THE LAST FIFTH GRADE OF EMERSON ELEMENTARY

THE LAST FIFTH GRADE OF EMERSON ELEMENTARY
April 12, 2016

Saturday, October 30, 2010

4 Questions (from Kids) for Shonto Begay

Yesterday, I posted a Portrait Poem lesson. The model poem and painting was "Down Highway 163," from Shonto Begay's lovely book Navajo.

The fourth grade students I was visiting had lots of questions for Mr. Begay, and he was kind enough to answer them. Big excitement at Harford Hills E.S!

Here is some of that conversation:

Harford Hills Fourth Grade: How do you come up with your ideas?


Shonto Begay:  I want to share the moments we all are compelled to laugh as well as to cry. To fear and to feel the magical caress of stories, that is my intent.

"Down Highway 163" is a stretch of road between Kayenta, Arizona and Moab, Utah, through some of the most spectacular landscape on earth.

HH Fourth Grade:  Many students had questions about the old woman in the painting, who is also described in your poem. Is she is a real person, someone you know or observed?

Shonto Begay:  The painting is an homage to the strength of mothers here where the highway ends and the true west begins.

It was painted with the idea in mind of that perseverance that the maternal part of my history is so well defined. Her intensity of this strength and compassion shows on her face, not to be confused with anger or anything negative. She has journeyed far, sometimes in the back of pickup trucks. The young and untested children might be in front.

She knows it has been colder.

HH Fourth Grade:  Did you make the painting first, and then write about it? Or did you write the poem and then do the picture?

Shonto Begay:  The words came later. Paint with a story or a voice in mind. Heed those magical moments. [Yours] are the Voices that need to be heard. Most of us seem to do it well through the arts.

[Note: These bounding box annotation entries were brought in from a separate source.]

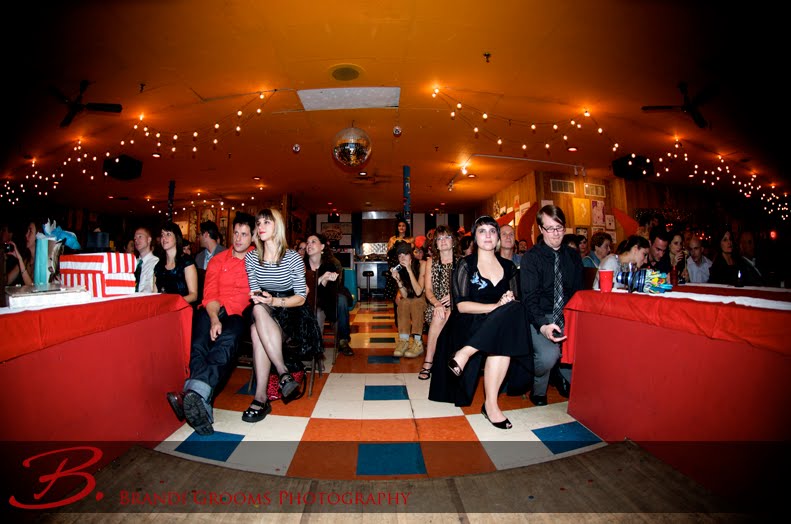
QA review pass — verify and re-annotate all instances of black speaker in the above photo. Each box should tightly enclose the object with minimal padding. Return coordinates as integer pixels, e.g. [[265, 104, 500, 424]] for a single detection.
[[104, 155, 143, 180], [612, 155, 654, 180]]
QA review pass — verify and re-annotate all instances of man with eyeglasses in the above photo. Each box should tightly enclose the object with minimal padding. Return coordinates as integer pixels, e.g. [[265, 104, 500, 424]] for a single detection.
[[520, 205, 582, 406]]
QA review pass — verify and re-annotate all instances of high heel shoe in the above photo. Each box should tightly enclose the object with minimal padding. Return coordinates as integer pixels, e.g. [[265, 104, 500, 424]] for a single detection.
[[481, 404, 513, 429]]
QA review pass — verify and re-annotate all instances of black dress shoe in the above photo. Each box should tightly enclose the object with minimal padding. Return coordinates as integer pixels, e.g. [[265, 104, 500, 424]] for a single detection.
[[530, 393, 547, 406], [184, 389, 214, 436], [554, 375, 571, 398], [167, 391, 184, 421]]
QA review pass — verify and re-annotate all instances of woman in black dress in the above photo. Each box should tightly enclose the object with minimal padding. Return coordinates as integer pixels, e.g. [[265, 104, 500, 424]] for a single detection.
[[428, 216, 532, 429]]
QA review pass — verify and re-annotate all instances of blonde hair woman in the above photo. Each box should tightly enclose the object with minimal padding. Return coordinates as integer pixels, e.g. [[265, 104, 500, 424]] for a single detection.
[[242, 209, 323, 422]]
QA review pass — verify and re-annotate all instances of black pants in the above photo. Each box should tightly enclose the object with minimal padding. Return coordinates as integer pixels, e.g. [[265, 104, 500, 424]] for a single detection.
[[189, 308, 244, 389]]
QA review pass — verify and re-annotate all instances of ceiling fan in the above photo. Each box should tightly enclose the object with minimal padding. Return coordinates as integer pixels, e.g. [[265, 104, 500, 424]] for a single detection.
[[642, 81, 716, 129], [50, 80, 121, 127]]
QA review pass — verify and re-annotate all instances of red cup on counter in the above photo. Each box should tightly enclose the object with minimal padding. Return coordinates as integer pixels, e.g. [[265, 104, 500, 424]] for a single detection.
[[599, 269, 613, 293]]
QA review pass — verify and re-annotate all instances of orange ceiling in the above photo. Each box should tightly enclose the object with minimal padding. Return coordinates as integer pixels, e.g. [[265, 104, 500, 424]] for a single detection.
[[0, 0, 788, 214]]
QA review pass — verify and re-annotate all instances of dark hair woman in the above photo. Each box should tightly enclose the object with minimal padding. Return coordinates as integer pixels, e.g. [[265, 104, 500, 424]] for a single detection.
[[154, 222, 198, 304], [428, 216, 532, 429], [418, 225, 461, 380]]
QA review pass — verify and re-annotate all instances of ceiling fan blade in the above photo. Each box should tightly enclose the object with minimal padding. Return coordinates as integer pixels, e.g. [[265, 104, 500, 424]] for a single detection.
[[60, 105, 82, 127], [85, 102, 121, 113], [640, 106, 684, 111], [47, 85, 71, 104]]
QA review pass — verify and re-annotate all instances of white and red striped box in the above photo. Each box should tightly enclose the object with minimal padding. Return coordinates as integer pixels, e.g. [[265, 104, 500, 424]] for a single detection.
[[60, 253, 137, 297]]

Author Amok:  I read students a portion of your biographical statement from Navajo. They were surprised to hear that from age five you were not allowed to speak your native language at government boarding school, and that your parents were not allowed to visit. They asked, was it hard growing up?

Shonto Begay:  My voice, once forbidden spoken in my language, is now what I will always celebrate -- what I aways have buried deep and safe within, in times it felt threatened, in my youth.

Mr. Begay, thank you very much for your openness and taking this time to share with students. The message you sent them -- about the importance of sharing their voices -- made a huge impression on the fourth graders.